[Over the next few days I’ll be writing a series of posts that highlight a new indexing solution by Jonathan Rochkind and myself called
traject that we’re using to index MARC data into Solr. This is the introduction.]
Wow. Six months since I posted here. What have I been doing?
Well, mostly parenting, but in the last few weeks I was lucky enough to get on board with a project started by Jonathan Rochkind for a new JRuby-based tool optimized for indexing MARC data into solr. You know, kinda like solrmarc, but JRuby.
What’s it look like?
I encourage you to take a look at a little sample setup I put together for instructional purposes. It’s based on the HathiTrust catalog indexing scheme and shows off about 85% of what
traject can do. Clone it and go through the README and the two indexing files to get a taste of how things are put together.

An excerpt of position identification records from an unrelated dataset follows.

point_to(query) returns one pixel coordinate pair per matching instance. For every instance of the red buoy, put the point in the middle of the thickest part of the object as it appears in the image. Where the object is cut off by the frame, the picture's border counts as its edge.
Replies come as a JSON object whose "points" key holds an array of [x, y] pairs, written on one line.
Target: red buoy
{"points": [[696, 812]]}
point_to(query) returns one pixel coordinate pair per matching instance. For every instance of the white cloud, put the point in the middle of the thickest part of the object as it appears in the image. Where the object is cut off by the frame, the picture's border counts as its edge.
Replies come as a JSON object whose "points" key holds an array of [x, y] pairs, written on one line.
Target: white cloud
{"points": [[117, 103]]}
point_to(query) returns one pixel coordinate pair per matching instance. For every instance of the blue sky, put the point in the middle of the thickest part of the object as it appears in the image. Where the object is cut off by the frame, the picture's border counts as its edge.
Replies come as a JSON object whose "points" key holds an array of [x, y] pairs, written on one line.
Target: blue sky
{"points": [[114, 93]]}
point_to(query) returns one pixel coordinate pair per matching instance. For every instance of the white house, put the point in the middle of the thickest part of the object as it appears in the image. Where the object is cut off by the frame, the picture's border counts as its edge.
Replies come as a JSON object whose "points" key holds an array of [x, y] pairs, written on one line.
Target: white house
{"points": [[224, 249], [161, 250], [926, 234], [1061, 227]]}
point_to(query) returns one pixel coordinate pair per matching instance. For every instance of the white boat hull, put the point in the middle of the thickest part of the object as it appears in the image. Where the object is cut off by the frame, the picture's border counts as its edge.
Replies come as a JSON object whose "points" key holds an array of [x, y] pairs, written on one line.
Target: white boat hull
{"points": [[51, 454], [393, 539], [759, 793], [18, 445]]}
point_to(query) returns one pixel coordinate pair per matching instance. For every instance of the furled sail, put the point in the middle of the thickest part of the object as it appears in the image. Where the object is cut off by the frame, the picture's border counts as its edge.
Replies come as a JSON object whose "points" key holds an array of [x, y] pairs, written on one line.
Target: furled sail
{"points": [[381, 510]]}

Real quickly, though, here’s a sample configuration file to pull out the ID, title, and authors (if any) out of a file of MARC records and send them to a file as JSON object, one record per line (i.e., newline-delimited JSON)
# we'll pretend this file is called 'sample.rb' require 'traject' require 'traject/marc_reader' require 'traject/json_writer' # It's just ruby, so I can have comments! # Here we set up which reader/writer to use and so on settings do provide "reader_class_name", "Traject::MarcReader" provide "writer_class_name", "Traject::JsonWriter" provide "output_file", "basics.ndj" provide 'processing_thread_pool', 3 end # It's *still* just ruby, so I can declare a variable! idfield = '001' # ...and then use it to find the ID to_field "id", extract_marc(idfield, :first => true) # Now the other data to_field "title", extract_marc('245') to_field "author", extract_marc('100abcd:110abcd:111abc') # You'd run this as: # traject -c sample.rb myfile.mrc
That’s simplistic, of course, but it should drive home the point that we strove to make sure traject makes the easy stuff easy. For a more complex example, look at the heavily-annotated index.rb file in the sample project.
Why use (or move to) traject?
After a year or so of struggling with solrmarc (often due to my lack of Java-fu), and then even more years after that using my own, home-grown marc2solr, the things I most wanted were the ability to decouple the various components from each other, rely on code instead of configuration, and basically just know that I can up the complexity of my code without paying an enormous price.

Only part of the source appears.